Second, it is possible that China perceives India’s early industrialization success as a threat. Therefore, Beijing is counteracting that trend. In large part, India’s growing success in electronics exports – which now is its third highest export category – stems from anchor investments by OEMs such as Foxconn, Lenovo, BYD, and Wistron, among others, which have primarily responded to lucrative production linked incentives (PLI) by the Indian federal government. China might be trying to ensure that these companies struggle to expand their production in India, in turn, stunting New Delhi’s capacity to industrialize. 

A country’s effort to industrialize is a way to accumulate enough wealth to buy or develop adequate hard power to deter its enemy. This is precisely the kind of inner balancing India might be trying to do vis-a-vis China. In turn, Chinese export curbs could be seen as Beijing’s act of external balancing against New Delhi’s moves.

Third, with the arrival of President Donald Trump in the United States, the global geopolitical market seems to have suddenly become quite illiquid, and Beijing might be picking up some early leverage against New Delhi. Over the past decade, Beijing has struggled to look at the China-India relationship beyond the shadow of the China-U.S. relationship. From Beijing’s perspective, India is a U.S. ally in all but name. Thus, assuming that the Sino-American relationship is likely to deteriorate over the next few years, it makes sense for Beijing to also take some early steps against India – one of the United States’ central bets against China. 

Which of these three factors – or a combination of them – are responsible for the latest Chinese export curbs to India matters to the degree that it allows New Delhi to better interpret China’s perceptions of India. However, the unmissable underlying fact is that India will genuinely struggle to industrialize without some Chinese high-tech capital goods, and Beijing is looking to leverage that very critical dependency. This effectively leaves New Delhi with three options to resolve this geoeconomic conundrum. 

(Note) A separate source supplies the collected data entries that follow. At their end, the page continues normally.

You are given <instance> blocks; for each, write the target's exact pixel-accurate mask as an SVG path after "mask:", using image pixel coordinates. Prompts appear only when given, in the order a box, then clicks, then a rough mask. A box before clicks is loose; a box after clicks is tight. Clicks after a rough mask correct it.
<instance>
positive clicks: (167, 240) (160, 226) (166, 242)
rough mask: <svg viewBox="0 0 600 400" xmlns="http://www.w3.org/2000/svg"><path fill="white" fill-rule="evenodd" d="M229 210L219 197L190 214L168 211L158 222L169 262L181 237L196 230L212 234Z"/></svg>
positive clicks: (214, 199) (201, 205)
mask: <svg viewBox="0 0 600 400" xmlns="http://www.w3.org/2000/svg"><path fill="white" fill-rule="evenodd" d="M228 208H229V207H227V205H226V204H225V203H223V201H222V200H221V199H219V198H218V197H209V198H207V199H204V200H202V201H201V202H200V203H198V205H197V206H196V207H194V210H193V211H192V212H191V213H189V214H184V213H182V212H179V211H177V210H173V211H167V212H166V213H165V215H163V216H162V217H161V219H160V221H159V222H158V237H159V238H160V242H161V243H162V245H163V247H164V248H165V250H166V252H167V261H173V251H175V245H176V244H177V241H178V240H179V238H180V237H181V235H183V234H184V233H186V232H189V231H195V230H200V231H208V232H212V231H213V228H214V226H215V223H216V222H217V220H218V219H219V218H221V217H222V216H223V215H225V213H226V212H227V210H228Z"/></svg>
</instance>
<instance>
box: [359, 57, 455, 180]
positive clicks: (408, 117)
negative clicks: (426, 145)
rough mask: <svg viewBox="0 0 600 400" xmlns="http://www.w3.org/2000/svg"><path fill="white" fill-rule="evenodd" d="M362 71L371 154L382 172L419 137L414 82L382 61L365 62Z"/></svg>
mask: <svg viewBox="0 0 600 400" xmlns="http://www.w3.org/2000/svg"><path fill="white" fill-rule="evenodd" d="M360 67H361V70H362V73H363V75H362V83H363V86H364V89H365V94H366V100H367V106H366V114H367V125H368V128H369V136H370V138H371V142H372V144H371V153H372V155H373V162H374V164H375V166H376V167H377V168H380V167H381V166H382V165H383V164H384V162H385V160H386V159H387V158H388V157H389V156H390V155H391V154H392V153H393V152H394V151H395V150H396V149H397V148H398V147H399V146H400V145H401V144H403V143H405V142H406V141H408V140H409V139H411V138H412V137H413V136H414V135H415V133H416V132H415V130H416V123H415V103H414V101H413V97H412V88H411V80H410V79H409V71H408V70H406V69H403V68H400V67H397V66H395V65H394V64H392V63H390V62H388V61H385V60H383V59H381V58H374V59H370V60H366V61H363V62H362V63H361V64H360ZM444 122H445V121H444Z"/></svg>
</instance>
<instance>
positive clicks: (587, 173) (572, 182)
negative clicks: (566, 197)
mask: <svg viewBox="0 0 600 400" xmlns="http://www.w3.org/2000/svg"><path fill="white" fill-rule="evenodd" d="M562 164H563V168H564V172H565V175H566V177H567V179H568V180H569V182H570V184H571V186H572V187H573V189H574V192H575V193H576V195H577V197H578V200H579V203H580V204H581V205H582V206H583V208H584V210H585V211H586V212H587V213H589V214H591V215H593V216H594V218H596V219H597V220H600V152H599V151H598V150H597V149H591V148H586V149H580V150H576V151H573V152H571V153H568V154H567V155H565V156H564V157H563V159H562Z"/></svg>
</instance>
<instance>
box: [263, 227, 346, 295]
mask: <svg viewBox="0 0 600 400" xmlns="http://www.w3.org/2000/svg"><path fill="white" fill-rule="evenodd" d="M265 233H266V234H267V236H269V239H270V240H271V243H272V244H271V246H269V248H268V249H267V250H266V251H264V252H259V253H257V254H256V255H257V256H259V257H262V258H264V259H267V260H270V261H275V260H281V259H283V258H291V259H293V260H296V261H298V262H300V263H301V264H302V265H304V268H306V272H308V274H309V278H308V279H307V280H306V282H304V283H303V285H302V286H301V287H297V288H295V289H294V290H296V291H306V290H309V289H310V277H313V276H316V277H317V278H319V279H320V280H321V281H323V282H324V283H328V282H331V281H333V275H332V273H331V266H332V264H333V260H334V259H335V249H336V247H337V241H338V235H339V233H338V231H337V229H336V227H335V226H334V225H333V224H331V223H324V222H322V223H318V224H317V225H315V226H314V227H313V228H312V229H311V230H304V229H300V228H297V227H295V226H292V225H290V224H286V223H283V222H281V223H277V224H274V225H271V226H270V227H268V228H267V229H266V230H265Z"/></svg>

First, it can look for alternative sources of capital goods, but this might be either expensive or impossible over the short-run. Second, India can reorient its strategic orientation by signaling a more neutral position vis-à-vis the China-U.S. bilateral relationship. However, this might call into question the very raison d’etre of India-U.S. ties. Finally, India might choose to completely give up the United States and move significantly closer to China. This might help New Delhi rapidly industrialize using Chinese goods and capital, but it might lose its much bigger market for IT services exports to the U.S. 

India is unlikely to choose any one of these blunt options. It is more likely to try to find a middle path that will feature some stop-gap measures and diversification. Regardless, such geoeconomics challenges are likely to get more frequent as India industrializes further, and navigating them will require deft usage of statecraft.